Wells was born in Louisville, went on to conquer Memphis and then returned to Kentucky. He recorded with Bobby Bland, Jimmy Witherspoon, Arthur Gunter, and on Sun Records with Rosco Gordon.

Unfortunately, the angle of the sun prevented the low-contrast lettering on the headstone from showing up unless I blocked them with my shadow, which I clumsily attempted to do here with less than total success. I'll go back out sooner or later and retake them at a different time of day.

The inscription on the gravestone says: “Some people get up to play the blues and think that all you do is play three changes. There’s more to it than that. The blues is a feeling.”

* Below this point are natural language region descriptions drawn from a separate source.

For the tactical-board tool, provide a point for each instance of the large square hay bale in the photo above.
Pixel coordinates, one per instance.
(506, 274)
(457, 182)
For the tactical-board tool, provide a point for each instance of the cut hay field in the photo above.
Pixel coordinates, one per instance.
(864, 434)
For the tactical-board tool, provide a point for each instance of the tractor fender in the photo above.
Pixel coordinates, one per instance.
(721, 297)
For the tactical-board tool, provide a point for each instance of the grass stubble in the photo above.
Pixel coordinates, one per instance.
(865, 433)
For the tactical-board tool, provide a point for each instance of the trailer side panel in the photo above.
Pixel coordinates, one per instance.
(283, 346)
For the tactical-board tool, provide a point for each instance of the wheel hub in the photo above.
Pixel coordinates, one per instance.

According to the Kentuckiana Blues Society page about him:

Foree was born in Louisville, Kentucky, on January 10, 1936, into a family of music lovers. Both his father and grandfather played country music and blues. At age nine Foree taught himself to play guitar, starting out playing country tunes made popular by Roy Acuff, Grandpa Jones, Spade Cooley, Hank Snow and Cowboy Copas. By age eleven, he was part of the Alvin Thomas Band, which included Alvin, Foree and their schoolmates.

In 1953 he joined the Morgan Brother Band, one of Louisville’s most popular post-war blues bands. It was there that he met Arthur “Eggie” Porter, who later became guitarist for Hank Ballard and the Midnighters. For Foree, Eggie was “the first guy to actually show me anything about guitars. I learned everything he could play, then I began showing HIM things. He was my biggest influence, I believe.”

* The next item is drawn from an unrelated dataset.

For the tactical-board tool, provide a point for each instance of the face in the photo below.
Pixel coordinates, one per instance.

In 1956 Foree returned to Louisville, married his wife Lorene and got a job with L&N. He also became a bandleader, fronting the Foree Wells Combo and, later, the Rockin’ Redcoats, which featured Louisville guitarist, June “Smoketown Red” Downs. The band played at all the hot clubs in town: the Top Hat, the Diamond Horseshoe, Harry’s and Club 36. Foree remembered, "The worst place I ever played was Club 36. The first night I went in there, we played in the garden and I had beer bottles coming out of the door over the top of my head. I turned around to get back in the car. They had to pull me back in to come and play the job."

Most of the action in Louisville took place on Walnut Street. "It had more action going on than Beale Street. They had entertainment all up and down the street and it never shut down. The restaurants and things stayed open 24 hours a day - people walking up and down the street all night long - 24 hours a day! And jukeboxes would be going on all night long. That’s the way it was then."